La victoire remportée par l'opposition conservatrice à l'élection présidentielle du 19 décembre en Corée du Sud a créé dans le pays une atmosphère augurant de prochains changements aussi bien sur le plan économique que politique, avant tout à l'égard d'une Corée du Nord qui s'est proclamée puissance nucléaire.

La République "capitaliste" de Corée qui avait d'abord été dirigée par des dictateurs militaires, puis par des dissidents et des défenseurs des droits de l'homme, a élu pour la première fois à la présidence un éminent homme d'affaires: Lee Myung-bak.

Après avoir reçu un diplôme universitaire de management, il entra chez Hyundai, dont il devint un PDG au bout de 12 ans.

Au cours du vote, Lee Myung-bak a bénéficié du soutien d'environ la moitié des électeurs, recueillant deux fois plus de voix que Chung Dong-young, son principal rival parmi les neuf autres concurrents et candidat du camp libéral au pouvoir.

Ces dix dernières années, alors que les partisans de la démocratisation et du rapprochement avec Pyongyang étaient au pouvoir en Corée du Sud, on a vu apparaître une nouvelle génération d'électeurs n'éprouvant aucun manque évident de liberté. Ce sont eux qui ont accordé aujourd'hui leur préférence à la stabilité économique.

L'économie sera probablement le principal souci du nouveau président sud-coréen qui entrera en fonction le 25 février 2008. On estime que son expérience dans les affaires et, il y a quelques années, en tant que maire de Séoul lui sera très utile.

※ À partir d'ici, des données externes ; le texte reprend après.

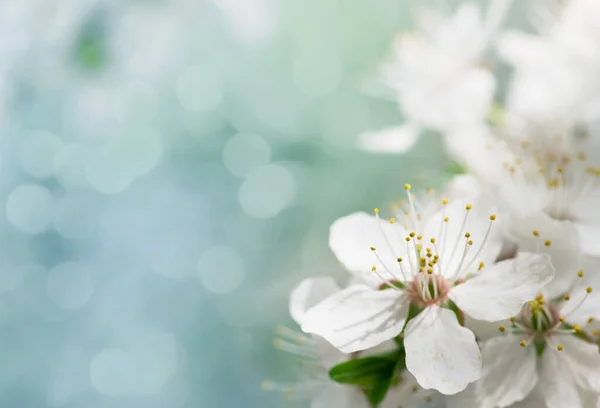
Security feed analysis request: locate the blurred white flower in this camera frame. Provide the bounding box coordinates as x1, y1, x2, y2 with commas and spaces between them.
302, 190, 554, 394
497, 0, 600, 139
359, 0, 511, 153
498, 147, 600, 256
475, 271, 600, 408
262, 277, 369, 408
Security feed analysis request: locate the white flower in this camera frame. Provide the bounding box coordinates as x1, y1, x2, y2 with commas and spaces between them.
359, 0, 511, 153
499, 147, 600, 256
262, 277, 369, 408
475, 264, 600, 408
498, 0, 600, 134
302, 189, 554, 394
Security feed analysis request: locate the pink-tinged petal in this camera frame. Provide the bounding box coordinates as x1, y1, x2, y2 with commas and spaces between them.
329, 212, 406, 286
449, 252, 554, 322
302, 285, 409, 353
404, 305, 481, 395
358, 123, 421, 154
475, 335, 538, 408
290, 276, 340, 325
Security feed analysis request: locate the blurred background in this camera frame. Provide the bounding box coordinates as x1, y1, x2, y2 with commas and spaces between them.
0, 0, 488, 408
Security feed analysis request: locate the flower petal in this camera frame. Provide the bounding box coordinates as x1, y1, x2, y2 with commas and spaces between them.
539, 344, 582, 408
358, 122, 421, 154
575, 223, 600, 256
475, 335, 538, 407
544, 336, 600, 393
290, 276, 340, 326
449, 252, 554, 322
404, 305, 481, 395
329, 212, 406, 286
302, 285, 408, 353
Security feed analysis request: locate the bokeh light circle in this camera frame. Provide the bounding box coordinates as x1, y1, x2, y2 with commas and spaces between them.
46, 262, 94, 309
198, 246, 246, 294
176, 65, 223, 111
239, 164, 296, 219
19, 132, 61, 178
223, 133, 271, 177
89, 348, 135, 397
6, 184, 54, 234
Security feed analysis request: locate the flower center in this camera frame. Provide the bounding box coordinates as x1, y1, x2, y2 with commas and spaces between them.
517, 295, 561, 338
407, 273, 450, 307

Lee Myung-bak a déjà brossé un programme de réformes qui promet un allègement des impôts, de nouvelles possibilités pour les PME et peu d'inquiétudes pour les grandes entreprises. Du moins, les électeurs ont voté pour cela.

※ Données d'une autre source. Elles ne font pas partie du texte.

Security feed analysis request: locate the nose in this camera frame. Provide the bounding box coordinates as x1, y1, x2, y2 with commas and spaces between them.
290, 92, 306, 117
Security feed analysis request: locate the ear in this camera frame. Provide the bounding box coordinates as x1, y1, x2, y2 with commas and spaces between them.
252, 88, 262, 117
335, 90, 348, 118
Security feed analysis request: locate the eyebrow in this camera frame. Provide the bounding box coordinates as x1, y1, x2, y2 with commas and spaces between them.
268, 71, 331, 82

En ce qui concerne la diplomatie et les rapports avec la Corée du Nord, les priorités pourraient changer considérablement. Si le gouvernement précédent du président Roh Moo-hyun misait sur le rapprochement avec Pyongyang malgré l'absence de règlement des problèmes militaires et politiques, dans l'espoir de créer ainsi des conditions favorables à leur résolution, Lee Myung-bak pourrait bien choisir une autre voie.

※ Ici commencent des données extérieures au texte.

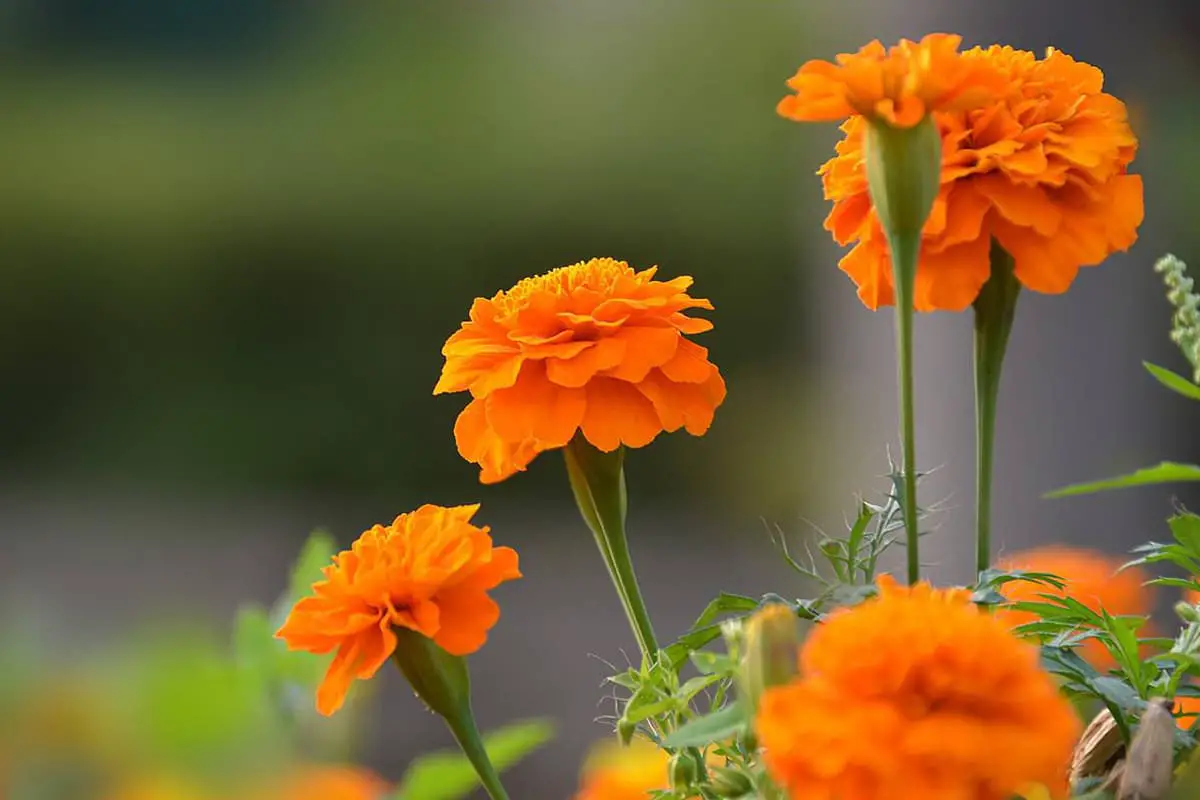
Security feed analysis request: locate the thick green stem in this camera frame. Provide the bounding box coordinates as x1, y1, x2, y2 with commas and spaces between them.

"La situation dans laquelle l'administration précédente agissait de façon unilatérale en faveur de la Corée du Nord subira des changements", a déclaré aux journalistes le président nouvellement élu juste après la confirmation de sa victoire.

Selon lui, tout dépend du démantèlement des armes nucléaires nord-coréennes, et Pyongyang ne pourra compter sur des contacts économiques importants que si ce problème est réglé. Autrement dit, le règlement du problème nucléaire devient un préalable au développement des rapports entre Séoul et la Corée du Nord.

Lee Myung-bak n'a cependant pas proposé d'idées concrètes visant à atteindre cet objectif, se bornant à promettre de déployer des efforts en vue de persuader Pyongyang que la renonciation aux armes nucléaires permettrait de maintenir le système sociopolitique nord-coréen et d'aider son peuple.

Mais cela ne signifie pas que Lee Myung-bak renoncera pour autant à tous les programmes de coopération entre le Sud et le Nord lancés par l'administration de Roh Moo-hyun.

Premièrement, pour l'instant, le processus de désarmement nucléaire de la Corée du Nord se déroule sans accrocs, malgré un certain ralentissement pour des raisons techniques.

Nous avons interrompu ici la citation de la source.